Thanks for your insights and views regarding the situation in Japan. It is hard to suggest that the practical details should be the same in other cultures as in the US. The goals should be the same (scientific honesty), but if the cultures are very different, then the paths and methods might be much different.
In the US, there are occasional claims that pressure to succeed can be blamed for scientific and academic dishonesty. I do not buy that at all. My wife and I have been at top 10 schools, military academies, big state schools, lower tier schools, liberal arts colleges, and high schools. Sure there is pressure to succeed, but nothing that cannot be accomplished with hard work without resorting to dishonesty, cheating, or faking data.
Without fail, instances of cheating and faking data are attributable to several causes:
1. Laziness. Researcher or student procrastinates and then gets squeezed for time. Moral compromise in faking data or other dishonesty originates in desire to take a shortcut.
2. Greed. One scientific outcome is more likely than the others to make a product look good, secure funding, or support desires of an important client. Data failing to support desired outcome is disregarded and/or data supporting desired outcome is fabricated.
3. Power: Desired public policy change. One scientific outcome is more likely than the others to support a desired public policy change. Data failing to support desired change is disregarded and/or data supporting desired policy change is fabricated.

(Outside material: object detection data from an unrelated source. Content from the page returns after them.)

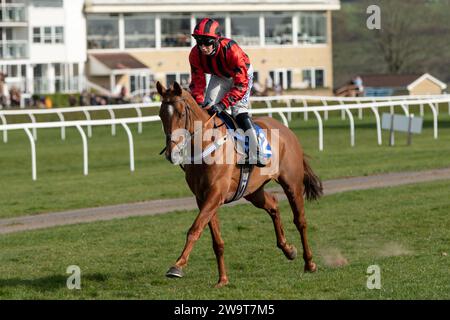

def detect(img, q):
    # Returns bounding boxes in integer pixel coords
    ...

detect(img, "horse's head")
[156,81,189,164]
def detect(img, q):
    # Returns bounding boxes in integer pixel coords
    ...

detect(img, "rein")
[159,98,217,155]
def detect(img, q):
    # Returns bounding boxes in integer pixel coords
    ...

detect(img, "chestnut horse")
[157,82,322,287]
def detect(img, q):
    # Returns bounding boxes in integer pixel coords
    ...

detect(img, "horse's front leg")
[166,192,223,278]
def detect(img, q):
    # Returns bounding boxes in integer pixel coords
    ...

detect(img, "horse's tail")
[303,157,323,200]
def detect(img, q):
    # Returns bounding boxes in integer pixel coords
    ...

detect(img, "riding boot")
[236,113,266,167]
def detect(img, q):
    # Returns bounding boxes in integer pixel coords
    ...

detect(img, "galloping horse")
[157,82,322,287]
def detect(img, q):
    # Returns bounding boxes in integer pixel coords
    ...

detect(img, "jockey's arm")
[189,51,206,104]
[221,53,248,108]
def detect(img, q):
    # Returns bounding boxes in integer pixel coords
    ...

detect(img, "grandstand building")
[0,0,87,93]
[0,0,340,94]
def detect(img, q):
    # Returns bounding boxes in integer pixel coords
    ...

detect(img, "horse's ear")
[156,81,166,97]
[173,81,183,96]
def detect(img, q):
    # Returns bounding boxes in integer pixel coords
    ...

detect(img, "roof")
[360,74,420,88]
[84,0,341,14]
[91,53,148,70]
[408,73,447,90]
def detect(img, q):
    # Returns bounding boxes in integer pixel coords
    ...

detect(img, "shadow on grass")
[0,273,108,291]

The scientific dishonesty can often be more subtle such as:
A. publishing data agreeing with a model in journals and with press releases, while keeping data in disagreement under wraps or harder to find.
B. publishing data supporting desired policy change (or funding) quickly while delaying data not supporting desired policy change (or funding)
C. careless or willful misuse of sources: making overly broad or different claims than those well supported in citations
D. Focus on one possible causal factor while ignoring other possibilities
E. Confusing failing to find support for a competing hypothesis in an experiment with disproof of that hypothesis
F. Publishing conclusions without a clear path and access to the raw experimental data and analysis that supports those conclusions. Without the data, it is a dishonest appeal to the authors' authority rather than a scientific result.